Jimins kleiner Bruder, Jihyun, war der Einzige aus seiner Familie, der ihm irgendwie etwas bedeutete. Jihyun hat ihn hin und wieder angerufen, besuchte wenn er konnte eines der Konzerte, um ihn zu unterstützen, hat sich auch mit ihm getroffen, wenn Jimin mal Zeit hatte. Wenn sein Bruder nicht wäre, hätte Jimin die Nummern seiner Eltern bestimmt auch schon längst gelöscht. Doch Jihyun, dessen Verhältnis zu ihren Eltern erstaunlich gut war, wünschte sich auch heute noch, dass der älteste Sohn und der Familienvater der Park Familie sich aussprachen.

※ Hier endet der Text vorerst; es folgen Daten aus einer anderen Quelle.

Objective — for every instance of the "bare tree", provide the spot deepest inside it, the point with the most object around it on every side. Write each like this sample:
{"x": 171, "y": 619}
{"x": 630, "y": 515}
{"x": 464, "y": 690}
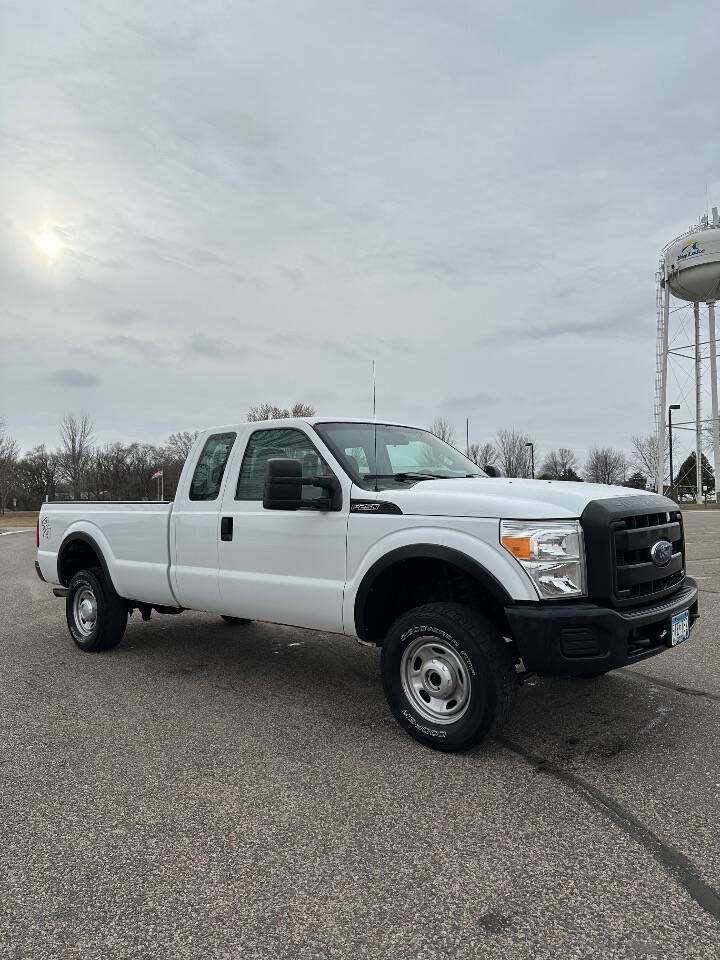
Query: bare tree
{"x": 8, "y": 460}
{"x": 177, "y": 445}
{"x": 76, "y": 436}
{"x": 36, "y": 477}
{"x": 270, "y": 411}
{"x": 443, "y": 430}
{"x": 513, "y": 453}
{"x": 643, "y": 458}
{"x": 606, "y": 465}
{"x": 302, "y": 410}
{"x": 560, "y": 464}
{"x": 482, "y": 454}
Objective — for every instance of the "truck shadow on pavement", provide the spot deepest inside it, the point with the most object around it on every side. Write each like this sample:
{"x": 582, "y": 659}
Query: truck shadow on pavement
{"x": 570, "y": 721}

So einfach würde dies allerdings nicht sein.

Jimin sah auf Naeun herab, die sich etwas gedreht hatte und nun ihren Kopf auf Jimins Schoß , ihre Beine auf Jin ablegte, der in einem Youtube Video vertieft war. Behutsam fuhr er mit seiner Hand über das weiche Haar des Mädchens.

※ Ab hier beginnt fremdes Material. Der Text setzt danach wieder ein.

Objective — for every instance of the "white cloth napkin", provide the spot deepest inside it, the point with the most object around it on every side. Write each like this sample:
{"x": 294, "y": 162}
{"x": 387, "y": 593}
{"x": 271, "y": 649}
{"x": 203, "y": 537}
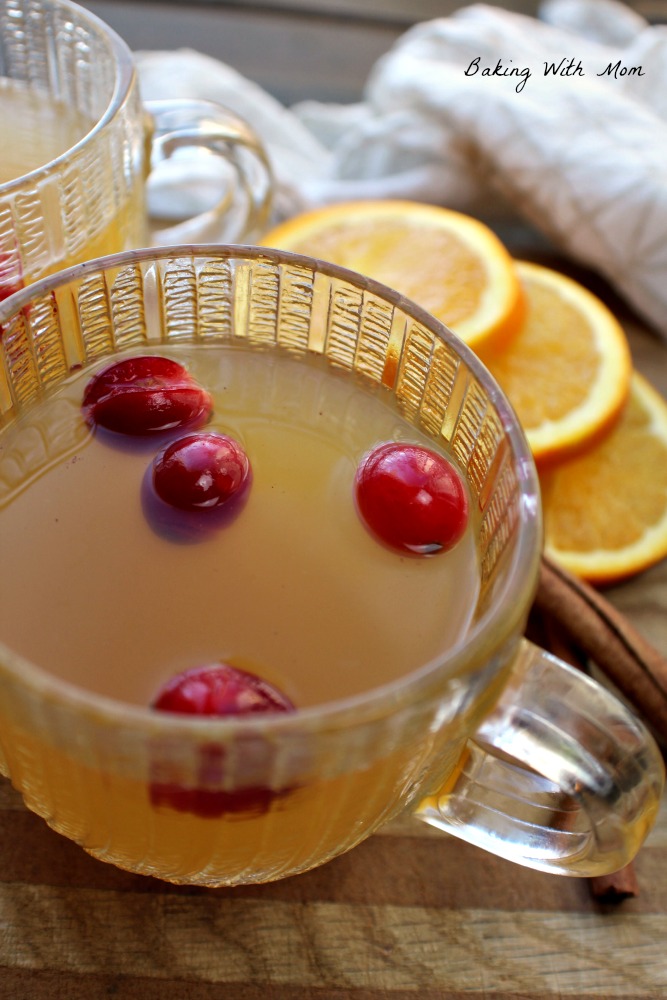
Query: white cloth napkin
{"x": 464, "y": 111}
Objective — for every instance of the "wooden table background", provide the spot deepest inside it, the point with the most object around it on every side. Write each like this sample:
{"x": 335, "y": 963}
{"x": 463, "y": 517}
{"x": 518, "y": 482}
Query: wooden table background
{"x": 410, "y": 913}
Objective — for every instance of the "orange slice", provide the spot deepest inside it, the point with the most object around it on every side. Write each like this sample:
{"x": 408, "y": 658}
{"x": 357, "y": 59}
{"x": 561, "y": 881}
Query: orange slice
{"x": 605, "y": 512}
{"x": 453, "y": 266}
{"x": 567, "y": 370}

Er würde es besser machen, als sein eigener Vater. Naeun sollte eine wunderschöne Kindheit haben. Und selbst wenn es bedeutete, dass sie bei jemand Anderem besser aufgehoben war, dann war das so. Er würde sein Bestes geben, dass auf jeden Fall.

Nur wurde ihm bereits zu oft klar gemacht, dass sein Bestes nie ausreichte.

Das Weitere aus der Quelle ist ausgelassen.